前略 稲森和夫さんのご冥福をお祈りします。
稲盛さんの著書の中に、「富国有徳」を国是にせよという一節があります。
徳をもって他国と接し、相手に譲る気持ちを持てば、尊敬される国になり、結果として富国につながるというような意味です。
この言葉の理屈を、さらに身もふたもなく言うと、「相手の立場を無視して自分のことばかり主張して、交渉ごとがまともに進むはずがない」となりましょうか。
自分の立場だけ主張するならまだいい。
自分の主張が「正しい」からこっちの言うとおりにしろ、という言い方もある。
正しいって、いったい何でしょうか。
基準は何?自分?
相手方には相手の人生や事情や文化の中で、まったく違う「正しい」が存在してるかも。
徹底した合理主義者でせっかちだった田中角栄さんは、国交の際は徹底して交渉相手のことをおもんばかったと言います。

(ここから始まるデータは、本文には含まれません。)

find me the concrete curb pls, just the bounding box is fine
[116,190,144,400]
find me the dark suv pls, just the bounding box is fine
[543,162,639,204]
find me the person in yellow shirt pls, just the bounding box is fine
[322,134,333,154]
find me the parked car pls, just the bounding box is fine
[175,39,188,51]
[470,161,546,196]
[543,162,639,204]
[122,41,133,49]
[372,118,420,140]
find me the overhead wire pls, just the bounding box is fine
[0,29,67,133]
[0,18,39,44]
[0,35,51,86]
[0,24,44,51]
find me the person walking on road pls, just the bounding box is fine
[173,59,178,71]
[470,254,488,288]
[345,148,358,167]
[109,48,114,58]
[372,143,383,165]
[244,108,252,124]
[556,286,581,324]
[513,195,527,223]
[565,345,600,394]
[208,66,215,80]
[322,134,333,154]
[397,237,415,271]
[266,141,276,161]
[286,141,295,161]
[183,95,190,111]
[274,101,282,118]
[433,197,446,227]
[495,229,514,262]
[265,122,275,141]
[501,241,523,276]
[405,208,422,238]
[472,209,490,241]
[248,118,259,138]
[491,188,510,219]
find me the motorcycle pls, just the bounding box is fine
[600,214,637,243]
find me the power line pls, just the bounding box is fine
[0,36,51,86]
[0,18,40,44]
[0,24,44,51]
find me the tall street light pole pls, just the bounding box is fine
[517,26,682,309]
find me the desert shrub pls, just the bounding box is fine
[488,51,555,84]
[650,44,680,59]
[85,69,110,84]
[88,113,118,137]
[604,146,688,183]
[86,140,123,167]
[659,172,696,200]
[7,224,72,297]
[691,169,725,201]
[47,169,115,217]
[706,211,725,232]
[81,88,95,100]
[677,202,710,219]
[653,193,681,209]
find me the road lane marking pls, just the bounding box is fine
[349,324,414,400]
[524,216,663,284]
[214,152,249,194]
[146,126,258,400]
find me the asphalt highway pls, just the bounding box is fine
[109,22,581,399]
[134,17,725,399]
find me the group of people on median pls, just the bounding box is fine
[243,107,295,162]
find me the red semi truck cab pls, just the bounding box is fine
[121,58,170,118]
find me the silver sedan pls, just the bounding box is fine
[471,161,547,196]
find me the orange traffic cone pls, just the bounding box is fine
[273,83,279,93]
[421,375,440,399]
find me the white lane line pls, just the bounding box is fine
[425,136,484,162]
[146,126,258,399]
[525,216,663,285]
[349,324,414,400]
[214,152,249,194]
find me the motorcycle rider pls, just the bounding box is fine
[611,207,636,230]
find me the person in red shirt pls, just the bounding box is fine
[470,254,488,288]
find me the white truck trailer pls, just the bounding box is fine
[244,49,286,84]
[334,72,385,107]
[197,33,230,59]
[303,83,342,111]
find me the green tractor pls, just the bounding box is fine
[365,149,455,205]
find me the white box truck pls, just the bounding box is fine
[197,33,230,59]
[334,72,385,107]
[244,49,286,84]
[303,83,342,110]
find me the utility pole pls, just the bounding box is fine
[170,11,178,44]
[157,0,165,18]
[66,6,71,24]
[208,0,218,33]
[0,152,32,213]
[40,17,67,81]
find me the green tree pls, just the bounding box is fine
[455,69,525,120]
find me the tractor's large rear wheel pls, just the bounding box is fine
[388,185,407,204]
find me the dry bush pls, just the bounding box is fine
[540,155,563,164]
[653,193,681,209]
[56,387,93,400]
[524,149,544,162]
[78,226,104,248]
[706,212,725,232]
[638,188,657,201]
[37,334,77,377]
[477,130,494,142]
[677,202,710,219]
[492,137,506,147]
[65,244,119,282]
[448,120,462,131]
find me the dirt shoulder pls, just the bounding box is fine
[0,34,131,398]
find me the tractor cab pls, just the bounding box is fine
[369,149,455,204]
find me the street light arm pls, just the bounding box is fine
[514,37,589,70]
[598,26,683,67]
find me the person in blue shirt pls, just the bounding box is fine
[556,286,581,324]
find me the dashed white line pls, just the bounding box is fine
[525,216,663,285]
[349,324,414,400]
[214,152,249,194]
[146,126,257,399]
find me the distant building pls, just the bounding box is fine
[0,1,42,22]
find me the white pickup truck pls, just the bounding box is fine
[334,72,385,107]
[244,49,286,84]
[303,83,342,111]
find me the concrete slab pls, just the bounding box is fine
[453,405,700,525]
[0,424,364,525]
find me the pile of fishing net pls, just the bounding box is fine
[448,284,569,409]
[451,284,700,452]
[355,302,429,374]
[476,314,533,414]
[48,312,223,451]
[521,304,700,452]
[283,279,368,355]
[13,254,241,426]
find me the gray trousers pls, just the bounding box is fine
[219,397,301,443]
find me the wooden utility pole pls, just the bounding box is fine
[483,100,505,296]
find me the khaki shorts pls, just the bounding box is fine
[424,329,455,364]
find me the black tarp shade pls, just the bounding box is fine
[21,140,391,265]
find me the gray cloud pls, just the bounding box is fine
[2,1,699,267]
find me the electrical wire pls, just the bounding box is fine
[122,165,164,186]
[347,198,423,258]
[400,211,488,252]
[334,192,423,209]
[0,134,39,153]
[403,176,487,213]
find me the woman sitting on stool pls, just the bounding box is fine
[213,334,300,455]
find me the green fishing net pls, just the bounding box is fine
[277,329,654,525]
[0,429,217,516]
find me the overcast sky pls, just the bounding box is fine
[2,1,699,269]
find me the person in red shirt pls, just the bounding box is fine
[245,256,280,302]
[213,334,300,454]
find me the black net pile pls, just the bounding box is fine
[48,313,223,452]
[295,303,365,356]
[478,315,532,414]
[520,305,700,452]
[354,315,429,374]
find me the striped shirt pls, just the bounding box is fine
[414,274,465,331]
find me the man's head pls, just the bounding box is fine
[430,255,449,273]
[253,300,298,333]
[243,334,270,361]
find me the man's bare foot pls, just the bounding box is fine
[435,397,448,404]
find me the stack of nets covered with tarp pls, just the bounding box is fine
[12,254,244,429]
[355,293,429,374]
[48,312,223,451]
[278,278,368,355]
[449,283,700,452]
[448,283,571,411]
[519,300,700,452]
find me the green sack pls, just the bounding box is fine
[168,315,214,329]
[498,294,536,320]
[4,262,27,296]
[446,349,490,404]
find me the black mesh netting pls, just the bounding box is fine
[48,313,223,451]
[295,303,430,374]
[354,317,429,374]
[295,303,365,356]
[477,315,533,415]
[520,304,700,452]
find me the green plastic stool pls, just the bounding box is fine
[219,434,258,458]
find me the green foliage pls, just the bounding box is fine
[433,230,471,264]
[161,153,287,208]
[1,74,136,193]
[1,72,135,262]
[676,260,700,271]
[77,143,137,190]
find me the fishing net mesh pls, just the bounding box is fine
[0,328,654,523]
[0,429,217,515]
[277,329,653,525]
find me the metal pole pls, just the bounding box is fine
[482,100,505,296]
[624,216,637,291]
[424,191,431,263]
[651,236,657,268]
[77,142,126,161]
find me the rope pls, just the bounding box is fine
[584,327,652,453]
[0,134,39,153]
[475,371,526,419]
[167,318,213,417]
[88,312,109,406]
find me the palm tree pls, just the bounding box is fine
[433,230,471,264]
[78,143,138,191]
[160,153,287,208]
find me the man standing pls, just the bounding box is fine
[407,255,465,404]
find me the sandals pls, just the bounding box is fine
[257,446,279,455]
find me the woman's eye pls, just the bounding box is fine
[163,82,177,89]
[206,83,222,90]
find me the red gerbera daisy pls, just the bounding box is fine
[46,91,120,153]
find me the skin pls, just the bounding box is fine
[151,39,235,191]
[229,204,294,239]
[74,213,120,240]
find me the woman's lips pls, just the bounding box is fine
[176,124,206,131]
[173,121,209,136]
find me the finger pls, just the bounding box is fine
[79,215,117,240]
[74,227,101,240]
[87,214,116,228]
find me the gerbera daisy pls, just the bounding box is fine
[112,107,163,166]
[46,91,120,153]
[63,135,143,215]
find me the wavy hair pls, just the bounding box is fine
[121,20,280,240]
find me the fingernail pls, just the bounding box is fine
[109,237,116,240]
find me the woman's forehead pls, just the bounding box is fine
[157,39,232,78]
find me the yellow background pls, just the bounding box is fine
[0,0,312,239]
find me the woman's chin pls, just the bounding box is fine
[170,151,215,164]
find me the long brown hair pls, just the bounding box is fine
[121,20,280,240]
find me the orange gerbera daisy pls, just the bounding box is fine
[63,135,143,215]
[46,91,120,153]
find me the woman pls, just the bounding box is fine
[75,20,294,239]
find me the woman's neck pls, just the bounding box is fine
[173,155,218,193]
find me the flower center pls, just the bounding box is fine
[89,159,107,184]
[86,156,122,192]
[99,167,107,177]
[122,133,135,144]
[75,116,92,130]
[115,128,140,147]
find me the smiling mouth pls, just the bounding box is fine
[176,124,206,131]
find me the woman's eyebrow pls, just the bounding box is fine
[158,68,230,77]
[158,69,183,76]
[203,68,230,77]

それが解決のための一番の早道だと、若いころからの苦労で身に染みていたのかもしれません。
私たちからは、まだまだおよばない境地ですね。
反面、相手の立場や自分の落ち度を振り返れない人は、かんたんに騙せると言います。
わかりやすく自分の軸を見つけて、すがりつくようなところがあるのかもしれませんね。
自分も気をつけなばなりません。